In silico peptide analysis

Prediction of EBOV NP-derived peptide binding to selected human HLA alleles was achieved using an artificial neural network method at the Immune Epitope Database and Analysis Resource (IEDB) (www.iedb.org). Selected peptides (IC50 <50 nM) were then cross-checked with two additional matrix-prediction algorithms, BIMAS (http://www-bimas.cit.nih.gov) and SYFPEITHI (http://www.syfpeithi.de). Peptides predicted by all three bioinformatic tools were selected and screened for similarity to the human genome using the NIH Blast server.
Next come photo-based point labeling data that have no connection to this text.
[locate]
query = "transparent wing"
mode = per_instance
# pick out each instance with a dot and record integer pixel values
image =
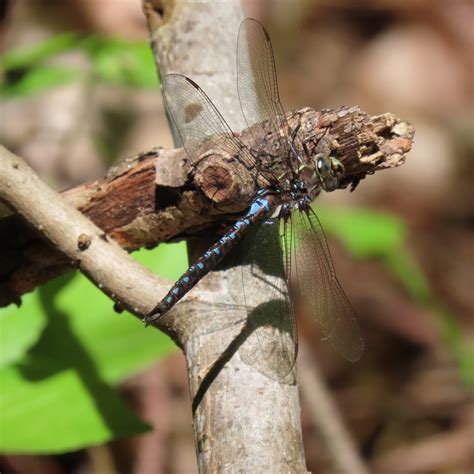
(257, 83)
(270, 313)
(309, 265)
(197, 119)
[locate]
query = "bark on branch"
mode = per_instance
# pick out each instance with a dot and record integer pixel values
(157, 196)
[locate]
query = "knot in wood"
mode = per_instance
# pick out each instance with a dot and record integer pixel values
(225, 182)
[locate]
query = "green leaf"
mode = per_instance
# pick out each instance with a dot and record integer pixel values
(39, 79)
(58, 411)
(28, 56)
(364, 232)
(20, 328)
(123, 62)
(367, 233)
(64, 381)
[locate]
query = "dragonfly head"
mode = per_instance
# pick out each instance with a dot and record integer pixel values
(327, 170)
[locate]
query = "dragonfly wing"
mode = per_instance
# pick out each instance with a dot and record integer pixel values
(197, 119)
(270, 312)
(309, 266)
(257, 83)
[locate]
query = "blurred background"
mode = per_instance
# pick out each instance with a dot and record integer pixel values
(79, 92)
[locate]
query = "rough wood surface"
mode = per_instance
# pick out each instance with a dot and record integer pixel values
(244, 420)
(158, 196)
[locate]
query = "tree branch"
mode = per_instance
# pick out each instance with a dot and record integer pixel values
(157, 196)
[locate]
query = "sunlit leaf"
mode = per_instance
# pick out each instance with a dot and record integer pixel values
(20, 328)
(39, 79)
(26, 57)
(64, 382)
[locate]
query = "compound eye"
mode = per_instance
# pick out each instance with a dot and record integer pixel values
(323, 165)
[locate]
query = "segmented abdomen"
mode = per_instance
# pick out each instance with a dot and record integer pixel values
(261, 208)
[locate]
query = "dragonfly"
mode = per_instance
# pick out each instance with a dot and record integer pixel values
(290, 176)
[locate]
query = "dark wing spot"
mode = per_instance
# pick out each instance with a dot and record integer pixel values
(191, 112)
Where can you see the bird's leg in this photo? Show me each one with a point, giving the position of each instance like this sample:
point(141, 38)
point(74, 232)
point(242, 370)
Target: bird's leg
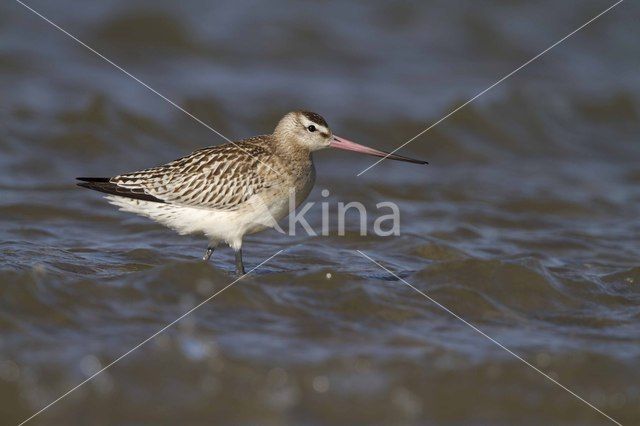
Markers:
point(239, 265)
point(208, 253)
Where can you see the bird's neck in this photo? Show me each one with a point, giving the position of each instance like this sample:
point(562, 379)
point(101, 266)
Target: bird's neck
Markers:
point(287, 148)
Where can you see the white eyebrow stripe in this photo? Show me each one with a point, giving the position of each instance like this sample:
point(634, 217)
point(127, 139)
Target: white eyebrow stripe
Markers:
point(318, 127)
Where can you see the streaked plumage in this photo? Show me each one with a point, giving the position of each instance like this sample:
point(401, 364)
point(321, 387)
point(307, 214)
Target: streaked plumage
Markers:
point(230, 190)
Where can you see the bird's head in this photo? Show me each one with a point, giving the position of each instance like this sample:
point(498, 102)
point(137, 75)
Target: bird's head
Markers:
point(309, 131)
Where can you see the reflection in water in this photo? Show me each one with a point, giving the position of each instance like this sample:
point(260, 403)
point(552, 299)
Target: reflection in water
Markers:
point(525, 223)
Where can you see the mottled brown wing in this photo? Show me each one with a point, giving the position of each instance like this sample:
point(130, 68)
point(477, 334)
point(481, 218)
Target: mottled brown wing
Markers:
point(220, 177)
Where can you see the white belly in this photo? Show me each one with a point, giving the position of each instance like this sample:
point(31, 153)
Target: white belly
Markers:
point(229, 226)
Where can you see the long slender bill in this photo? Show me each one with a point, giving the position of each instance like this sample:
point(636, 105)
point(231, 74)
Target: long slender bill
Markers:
point(347, 145)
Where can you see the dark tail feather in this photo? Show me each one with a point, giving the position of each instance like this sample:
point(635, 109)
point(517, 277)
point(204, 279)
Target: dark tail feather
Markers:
point(85, 179)
point(103, 185)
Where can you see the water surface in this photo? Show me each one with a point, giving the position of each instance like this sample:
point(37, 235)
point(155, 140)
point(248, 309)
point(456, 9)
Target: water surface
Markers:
point(525, 223)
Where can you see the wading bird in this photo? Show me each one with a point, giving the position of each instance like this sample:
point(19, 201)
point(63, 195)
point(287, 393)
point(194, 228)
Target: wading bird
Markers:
point(228, 191)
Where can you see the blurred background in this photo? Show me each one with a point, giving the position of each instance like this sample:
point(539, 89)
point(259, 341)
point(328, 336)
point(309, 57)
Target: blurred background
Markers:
point(525, 223)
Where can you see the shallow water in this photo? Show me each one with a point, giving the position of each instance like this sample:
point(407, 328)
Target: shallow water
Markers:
point(525, 223)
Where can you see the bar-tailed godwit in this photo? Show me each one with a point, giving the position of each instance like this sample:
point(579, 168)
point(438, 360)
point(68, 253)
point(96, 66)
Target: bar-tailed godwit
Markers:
point(228, 191)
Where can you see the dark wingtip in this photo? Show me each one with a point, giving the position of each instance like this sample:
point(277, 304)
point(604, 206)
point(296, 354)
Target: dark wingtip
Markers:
point(90, 179)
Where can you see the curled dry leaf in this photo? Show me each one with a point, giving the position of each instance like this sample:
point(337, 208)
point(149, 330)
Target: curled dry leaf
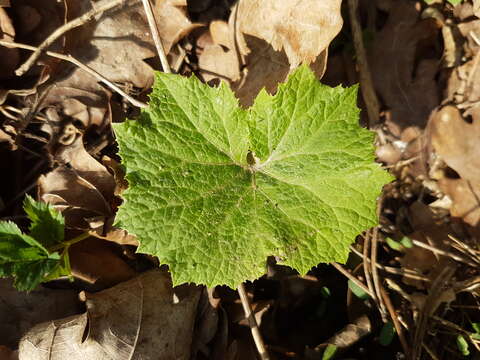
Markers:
point(16, 309)
point(303, 29)
point(224, 51)
point(135, 319)
point(98, 263)
point(9, 58)
point(397, 75)
point(172, 21)
point(457, 141)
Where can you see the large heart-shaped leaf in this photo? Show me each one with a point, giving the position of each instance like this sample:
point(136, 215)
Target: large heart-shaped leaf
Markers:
point(214, 189)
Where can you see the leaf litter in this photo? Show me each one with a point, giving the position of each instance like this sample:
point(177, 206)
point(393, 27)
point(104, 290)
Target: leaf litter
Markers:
point(423, 59)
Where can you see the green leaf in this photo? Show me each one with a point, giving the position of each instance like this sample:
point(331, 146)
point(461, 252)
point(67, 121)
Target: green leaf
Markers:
point(47, 224)
point(394, 245)
point(358, 291)
point(476, 327)
point(214, 189)
point(406, 242)
point(26, 257)
point(23, 257)
point(329, 353)
point(462, 345)
point(387, 334)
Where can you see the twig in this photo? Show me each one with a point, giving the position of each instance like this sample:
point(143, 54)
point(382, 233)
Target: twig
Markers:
point(70, 242)
point(396, 322)
point(376, 279)
point(81, 20)
point(444, 253)
point(367, 268)
point(408, 273)
point(366, 83)
point(351, 277)
point(84, 67)
point(156, 36)
point(257, 337)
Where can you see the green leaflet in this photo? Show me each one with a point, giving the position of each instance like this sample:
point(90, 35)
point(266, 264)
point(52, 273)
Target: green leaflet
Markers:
point(26, 257)
point(214, 189)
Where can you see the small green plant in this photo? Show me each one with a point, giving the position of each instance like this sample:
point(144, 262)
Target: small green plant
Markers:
point(40, 256)
point(214, 189)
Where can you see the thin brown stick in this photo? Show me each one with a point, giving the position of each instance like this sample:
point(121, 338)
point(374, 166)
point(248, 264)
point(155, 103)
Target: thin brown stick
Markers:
point(156, 36)
point(444, 253)
point(366, 83)
point(351, 277)
point(396, 322)
point(367, 269)
point(257, 337)
point(376, 278)
point(98, 8)
point(82, 66)
point(409, 273)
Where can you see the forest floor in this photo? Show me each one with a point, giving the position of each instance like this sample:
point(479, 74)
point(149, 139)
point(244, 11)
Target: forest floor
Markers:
point(410, 289)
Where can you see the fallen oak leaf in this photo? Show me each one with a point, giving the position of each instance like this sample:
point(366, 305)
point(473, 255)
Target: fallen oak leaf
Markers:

Peptides showing homology to the human proteome were discarded.

Multiplex ELISA

Concentrations of selected cytokines and chemokines were measured in 1:2 diluted plasma samples using Milliplex® Map Human Cytokine/Chemokine Magnetic Bead Panel (EMD Millipore, Missouri, USA) on the Luminex platform LX200 (Luminex, Austin, USA). The procedure was performed according to the manufacturer’s instructions.

HLA genotyping

High-resolution genotyping for HLA class I loci was performed by polymerase chain reaction–sequence-based typing, as recommended by the 13th International Histocompatibility Workshop (available at: http://www.ihwg.org/tmanual/TMcontents.htm). HLA sequences were analyzed using the ASSIGN software (Conexio Genomics).

Statistical analysis

Non-parametric statistics and plots were performed in Graphpad Prism software as described in the figure legends. Sample distribution was illustrated throughout the manuscript via box-and-whisker plots. In all figures the boxes extend from the 25th to 75th percentiles and the horizontal bar is plotted as the median. The bars (whiskers) represent sample distribution down to the 10th percentile (lower bar) and up to the 90th percentile (upper bar).